The unexpected happened; it made me, for these months at least, and whether I wished it so or not, into the character known as Scarlett O’Hara. Now the difficulty is to view that character objectively. That it was a great role for any actress was obvious, yet I can truthfully say that I looked on Mr Selznick’s request that I test for Scarlett as something of a joke. There were dozens of girls testing, and I did not seriously consider the likelihood of actually playing the part.
Yet once it was decided upon, I discovered that there was no joking about playing Scarlett. From then on, I was swept along as though by a powerful wave — it was Scarlett, Scarlett, Scarlett, night and day, month after month.
Perhaps the hardest days I spent, hard that is from the point of actual physical exertion, were during the time we made the scene where Scarlett struggles through the populace as it evacuates Atlanta.
Naturally this could not be done all in one continuous “take,” and so for what seemed like an eternity I dodged through the maze of traffic on Peachtree Street, timing myself to avoid galloping horses and thundering wagons.

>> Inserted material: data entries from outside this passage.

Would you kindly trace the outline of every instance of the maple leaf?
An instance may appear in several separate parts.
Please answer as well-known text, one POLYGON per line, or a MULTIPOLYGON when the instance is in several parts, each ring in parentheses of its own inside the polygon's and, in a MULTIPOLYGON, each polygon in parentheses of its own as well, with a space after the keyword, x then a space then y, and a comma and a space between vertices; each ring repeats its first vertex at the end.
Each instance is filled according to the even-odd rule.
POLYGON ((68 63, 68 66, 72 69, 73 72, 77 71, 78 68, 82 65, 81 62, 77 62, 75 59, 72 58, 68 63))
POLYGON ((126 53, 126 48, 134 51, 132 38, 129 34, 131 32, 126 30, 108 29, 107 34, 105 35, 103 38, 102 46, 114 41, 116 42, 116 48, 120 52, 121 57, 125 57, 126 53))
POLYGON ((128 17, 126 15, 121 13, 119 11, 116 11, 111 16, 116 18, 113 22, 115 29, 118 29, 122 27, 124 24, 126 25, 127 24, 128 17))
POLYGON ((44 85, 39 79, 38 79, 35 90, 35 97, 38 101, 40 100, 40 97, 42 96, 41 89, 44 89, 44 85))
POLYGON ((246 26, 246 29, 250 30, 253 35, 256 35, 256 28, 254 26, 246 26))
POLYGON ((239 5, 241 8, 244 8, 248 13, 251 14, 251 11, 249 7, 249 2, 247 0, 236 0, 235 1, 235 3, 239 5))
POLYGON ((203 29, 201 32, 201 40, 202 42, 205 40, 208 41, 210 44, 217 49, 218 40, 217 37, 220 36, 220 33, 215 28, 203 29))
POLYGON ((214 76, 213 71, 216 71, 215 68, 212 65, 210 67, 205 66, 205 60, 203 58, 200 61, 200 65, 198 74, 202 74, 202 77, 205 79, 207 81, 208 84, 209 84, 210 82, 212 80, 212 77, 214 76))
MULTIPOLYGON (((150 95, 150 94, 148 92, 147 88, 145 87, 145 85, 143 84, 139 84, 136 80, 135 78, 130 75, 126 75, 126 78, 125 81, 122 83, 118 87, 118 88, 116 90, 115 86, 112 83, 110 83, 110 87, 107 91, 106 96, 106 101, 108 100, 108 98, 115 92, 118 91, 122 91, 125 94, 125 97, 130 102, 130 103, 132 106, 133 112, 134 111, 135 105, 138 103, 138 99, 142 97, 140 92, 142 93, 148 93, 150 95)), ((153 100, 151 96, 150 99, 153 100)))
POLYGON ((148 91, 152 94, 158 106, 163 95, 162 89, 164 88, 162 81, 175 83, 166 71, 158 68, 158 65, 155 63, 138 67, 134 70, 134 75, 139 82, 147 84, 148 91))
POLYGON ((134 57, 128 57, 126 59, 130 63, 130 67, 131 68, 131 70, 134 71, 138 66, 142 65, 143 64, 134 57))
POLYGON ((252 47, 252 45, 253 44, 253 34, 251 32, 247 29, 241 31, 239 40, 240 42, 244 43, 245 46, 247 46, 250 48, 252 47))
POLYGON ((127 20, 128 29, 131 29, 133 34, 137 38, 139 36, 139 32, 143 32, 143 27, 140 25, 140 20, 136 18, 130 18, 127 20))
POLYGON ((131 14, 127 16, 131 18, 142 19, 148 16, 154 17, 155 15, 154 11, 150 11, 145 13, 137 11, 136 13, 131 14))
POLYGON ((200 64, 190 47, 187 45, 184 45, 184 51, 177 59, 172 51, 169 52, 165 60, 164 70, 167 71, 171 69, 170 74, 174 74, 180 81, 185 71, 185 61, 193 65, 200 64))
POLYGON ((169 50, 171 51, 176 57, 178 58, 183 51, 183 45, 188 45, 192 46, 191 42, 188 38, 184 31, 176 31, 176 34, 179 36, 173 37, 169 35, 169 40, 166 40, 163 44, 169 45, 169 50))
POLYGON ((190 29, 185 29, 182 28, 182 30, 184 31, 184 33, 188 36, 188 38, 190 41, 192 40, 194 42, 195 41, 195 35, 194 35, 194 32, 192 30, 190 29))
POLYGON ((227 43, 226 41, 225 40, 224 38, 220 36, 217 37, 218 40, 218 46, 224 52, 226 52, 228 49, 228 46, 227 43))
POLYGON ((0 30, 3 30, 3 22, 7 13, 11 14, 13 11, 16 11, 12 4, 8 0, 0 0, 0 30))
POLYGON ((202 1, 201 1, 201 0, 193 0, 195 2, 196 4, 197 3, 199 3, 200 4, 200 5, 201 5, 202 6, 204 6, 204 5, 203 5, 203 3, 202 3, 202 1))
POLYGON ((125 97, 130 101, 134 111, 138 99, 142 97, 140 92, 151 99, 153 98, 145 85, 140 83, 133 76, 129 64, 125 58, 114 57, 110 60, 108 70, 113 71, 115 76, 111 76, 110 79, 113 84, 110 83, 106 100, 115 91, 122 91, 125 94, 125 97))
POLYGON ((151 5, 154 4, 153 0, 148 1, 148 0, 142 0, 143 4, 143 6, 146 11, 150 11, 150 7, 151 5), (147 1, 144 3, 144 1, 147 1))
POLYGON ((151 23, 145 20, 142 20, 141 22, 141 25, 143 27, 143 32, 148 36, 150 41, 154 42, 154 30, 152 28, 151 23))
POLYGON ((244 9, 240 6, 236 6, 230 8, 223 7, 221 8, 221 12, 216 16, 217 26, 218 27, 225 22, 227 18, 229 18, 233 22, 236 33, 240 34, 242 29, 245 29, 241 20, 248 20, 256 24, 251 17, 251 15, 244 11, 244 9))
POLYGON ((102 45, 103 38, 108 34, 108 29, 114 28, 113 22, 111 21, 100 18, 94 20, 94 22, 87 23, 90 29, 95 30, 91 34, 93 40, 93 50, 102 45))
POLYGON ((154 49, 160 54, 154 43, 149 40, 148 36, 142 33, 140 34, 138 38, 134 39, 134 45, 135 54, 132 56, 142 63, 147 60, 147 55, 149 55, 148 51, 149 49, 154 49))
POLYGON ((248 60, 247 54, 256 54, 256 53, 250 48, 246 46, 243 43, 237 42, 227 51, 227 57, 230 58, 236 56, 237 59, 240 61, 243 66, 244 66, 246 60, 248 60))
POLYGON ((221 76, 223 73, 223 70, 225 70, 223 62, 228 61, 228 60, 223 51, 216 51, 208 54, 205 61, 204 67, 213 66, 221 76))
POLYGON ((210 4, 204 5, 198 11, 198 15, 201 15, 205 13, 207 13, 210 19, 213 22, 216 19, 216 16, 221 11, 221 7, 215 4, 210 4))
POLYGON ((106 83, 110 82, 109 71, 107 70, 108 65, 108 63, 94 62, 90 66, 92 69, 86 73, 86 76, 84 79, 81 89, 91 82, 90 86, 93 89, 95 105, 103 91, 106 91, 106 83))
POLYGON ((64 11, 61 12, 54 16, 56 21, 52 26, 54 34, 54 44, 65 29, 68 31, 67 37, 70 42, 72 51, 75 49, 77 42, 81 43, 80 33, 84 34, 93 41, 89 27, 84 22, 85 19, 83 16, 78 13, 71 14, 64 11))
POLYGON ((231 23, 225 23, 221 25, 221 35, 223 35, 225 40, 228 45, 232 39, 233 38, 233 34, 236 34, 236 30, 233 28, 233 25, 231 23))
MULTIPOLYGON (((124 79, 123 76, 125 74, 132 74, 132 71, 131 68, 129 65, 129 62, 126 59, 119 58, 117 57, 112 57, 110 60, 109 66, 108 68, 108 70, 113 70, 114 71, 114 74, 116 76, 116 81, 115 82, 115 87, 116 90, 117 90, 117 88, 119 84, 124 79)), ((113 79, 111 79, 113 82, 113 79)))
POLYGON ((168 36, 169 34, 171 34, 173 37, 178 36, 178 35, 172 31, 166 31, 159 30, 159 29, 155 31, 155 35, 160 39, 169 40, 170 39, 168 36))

And between each shot, the makeup man — he seemed to be everywhere at once — came running to wash my face, then dirty it up again to just the right shade of Georgia clay dust. I think he washed my face about twenty times in one day, and dusted me over with red dust after each washing.
Oddly enough, the scenes of physical strain were not so wearing as the emotional ones. One night we worked at the studio until about eleven o’clock, then went out to the country for a shot against the sunrise, when Scarlett falls to her knees in the run down fields of Tara and vows she’ll never be hungry again. The sun rose shortly after two am and I could not sleep, although I had a dressing room in a trailer. We made the shot and I arrived at home at about 4:30 am, yet I do not recall that I was so terribly tired.
Instead, I think of the day that Scarlett shoots the deserter, and I recall that after that nerve-wracking episode, both Olivia de Havilland, the wonderful Melanie of the film, and myself were on the verge of hysterics — not alone from the tenseness of the scene, but from the too realistic fall as the “dead” man went down the stairs before us.
Yet when the day came that meant the film was completed, I could not help feeling some little regret that our parts were done and that the cast and the crew — who were all so thoughtful and kind throughout — were breaking up. Clark Gable, Leslie Howard, Olivia de Havilland, Tom Mitchell, Barbara O’Neil — fine players all. We should see each other again, of course — but never again would we have the experience of playing in “Gone With The Wind!”